Although it is tradition to flavor chili with a lot of heat, this fall chili is milder than most. Autumn recipes don’t have to be spicy to keep you warm, just piping hot! (For those of you averse spiciness, this chili recipe is for you!)
Typically, I love hot and spicy food, and if the need for it hits you, simply stir in a dollop of my Five Alarm Hot Pepper Sauce and your problem will be solved. However, to really let the silky pumpkin flavor in this recipe shine through, I like to keep the spice level turned down for this chili.
The garnishes are optional, but I can never pass up a dressed up bowl of chili. Sour cream, avocado, and corn chips round out this easy recipe. Feel free to sprinkle on some fresh cilantro if you do decide to spice it up a bit.
Or, just serve it plain. (That is perfectly acceptable, too!)
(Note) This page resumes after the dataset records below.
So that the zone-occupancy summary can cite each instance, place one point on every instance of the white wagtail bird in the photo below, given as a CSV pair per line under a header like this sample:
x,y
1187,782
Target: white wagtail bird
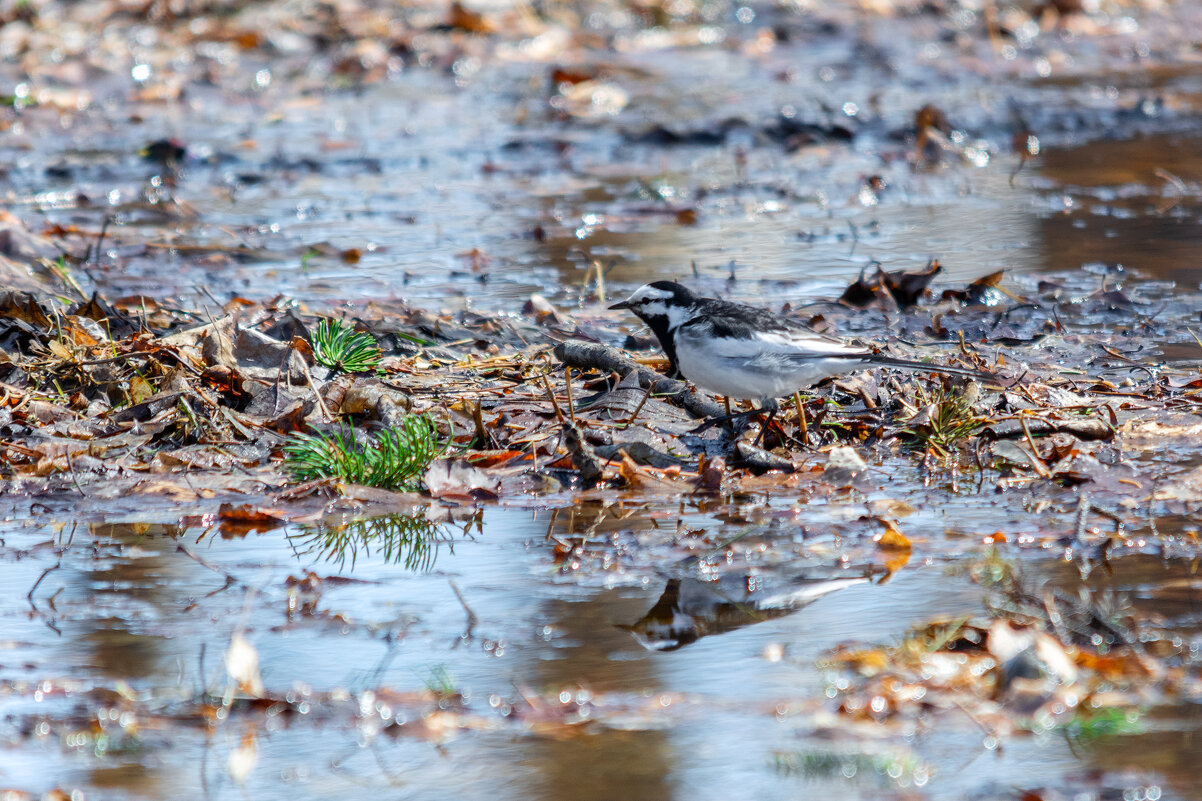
x,y
748,352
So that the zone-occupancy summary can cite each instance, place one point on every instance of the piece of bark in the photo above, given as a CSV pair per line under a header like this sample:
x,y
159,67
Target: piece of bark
x,y
590,355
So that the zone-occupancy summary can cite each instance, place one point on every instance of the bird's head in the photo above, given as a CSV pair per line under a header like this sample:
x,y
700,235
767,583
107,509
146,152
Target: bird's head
x,y
666,303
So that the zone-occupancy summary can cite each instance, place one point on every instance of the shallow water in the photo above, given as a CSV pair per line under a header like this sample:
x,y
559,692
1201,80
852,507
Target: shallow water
x,y
743,708
417,172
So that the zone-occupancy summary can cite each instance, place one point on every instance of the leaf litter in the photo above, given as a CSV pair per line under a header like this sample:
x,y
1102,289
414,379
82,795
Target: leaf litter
x,y
103,399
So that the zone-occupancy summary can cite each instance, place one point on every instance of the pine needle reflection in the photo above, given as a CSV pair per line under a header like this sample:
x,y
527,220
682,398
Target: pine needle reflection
x,y
409,540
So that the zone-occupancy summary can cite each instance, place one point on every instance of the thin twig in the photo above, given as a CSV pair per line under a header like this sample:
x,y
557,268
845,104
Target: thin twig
x,y
1040,467
567,383
554,404
29,595
638,408
801,417
471,616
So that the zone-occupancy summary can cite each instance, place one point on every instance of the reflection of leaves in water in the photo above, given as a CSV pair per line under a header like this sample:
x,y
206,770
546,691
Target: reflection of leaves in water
x,y
1089,727
410,540
834,765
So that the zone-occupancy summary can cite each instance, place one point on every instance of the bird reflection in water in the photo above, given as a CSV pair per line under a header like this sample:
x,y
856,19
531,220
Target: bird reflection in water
x,y
691,609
Homestyle Harvest Instant Pot Chili
Total Time: 1 Hour 15 Minutes
(Prep: 15 Minutes / Cook: 45 Minutes / Pressure Buildup and Release: 15 Minutes)
- 1 tablespoon olive oil
- 1 white onion, coarsely chopped
- 1 lb. ground sirloin
- 1 tablespoon apple cider vinegar
- 16 ounces canned red kidney beans, drained and rinsed
- 28 ounces canned diced tomatoes
- 8 ounces pumpkin puree
- 2 tablespoons ancho chili powder
- 1 tablespoon light brown sugar
- 1 teaspoon ground cumin
- 1 teaspoon salt
- 1/2 teaspoon ground black pepper
- 1/2 teaspoon Worcestershire sauce
- 1/4 teaspoon chipotle powder
- 1/8 teaspoon Habanero pepper sauce, plus more to taste
- 2 drops cilantro essential oil
- 2 drops cinnamon essential oil
- 1 drop clove bud essential oil
- shredded cheddar cheese, for garnish
- sour cream, for garnish
- sliced avocado, for garnish
- taco or corn chips, for garnish
- chopped fresh cilantro, for garnish
1. Heat the oil in the Instant Pot by using the sauté setting. Add the onions and sauté until they are translucent, about 3 minutes, stirring frequently to prevent uneven cooking.
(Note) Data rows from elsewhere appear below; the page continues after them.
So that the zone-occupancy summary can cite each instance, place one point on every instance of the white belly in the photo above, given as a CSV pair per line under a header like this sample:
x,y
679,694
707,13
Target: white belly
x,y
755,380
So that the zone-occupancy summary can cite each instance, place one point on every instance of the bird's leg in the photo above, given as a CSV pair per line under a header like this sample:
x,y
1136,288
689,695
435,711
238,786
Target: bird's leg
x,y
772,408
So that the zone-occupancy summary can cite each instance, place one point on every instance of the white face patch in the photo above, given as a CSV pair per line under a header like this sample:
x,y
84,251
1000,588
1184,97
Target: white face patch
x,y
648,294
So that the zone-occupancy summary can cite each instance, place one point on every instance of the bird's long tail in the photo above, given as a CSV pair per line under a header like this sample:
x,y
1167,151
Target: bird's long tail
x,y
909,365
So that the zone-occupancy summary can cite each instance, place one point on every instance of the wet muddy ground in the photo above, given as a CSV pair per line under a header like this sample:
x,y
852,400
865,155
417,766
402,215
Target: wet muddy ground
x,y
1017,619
2. Add the ground beef and cook, stirring occasionally, until the meat is no longer pink, about 5 - 7 minutes more. Stir in the apple cider vinegar and simmer for another 2 minutes, stirring occasionally.
3. Turn the Instant Pot off. Add remaining ingredients to the Instant Pot - except for the essential oils - and stir to mix everything together. (If using traditional herbs and spices, add them in now.) Close and lock the lid and set the pressure cook setting to high. Be sure that the vent is in the sealed position. Set the timer to pressure cook for 45 minutes.
4. When the timer goes off after the 45 minutes are up, allow the pressure to release naturally for 10 minutes, then open the valve to release any remaining pressure. Once the valve indicates it is safe to open the lid, do so carefully. Dilute the essential oils in a tablespoon of chili juice, then return it to the pot. Stir to mix the oils throughout.
5. Serve the chili in bowls or crocks, be careful as it will be piping hot! Top with shredded cheddar cheese, a dollop of sour cream, and avocado slices. Add taco chips to the edge of the bowl, or sprinkle with corn chips. Garnish with chopped fresh cilantro.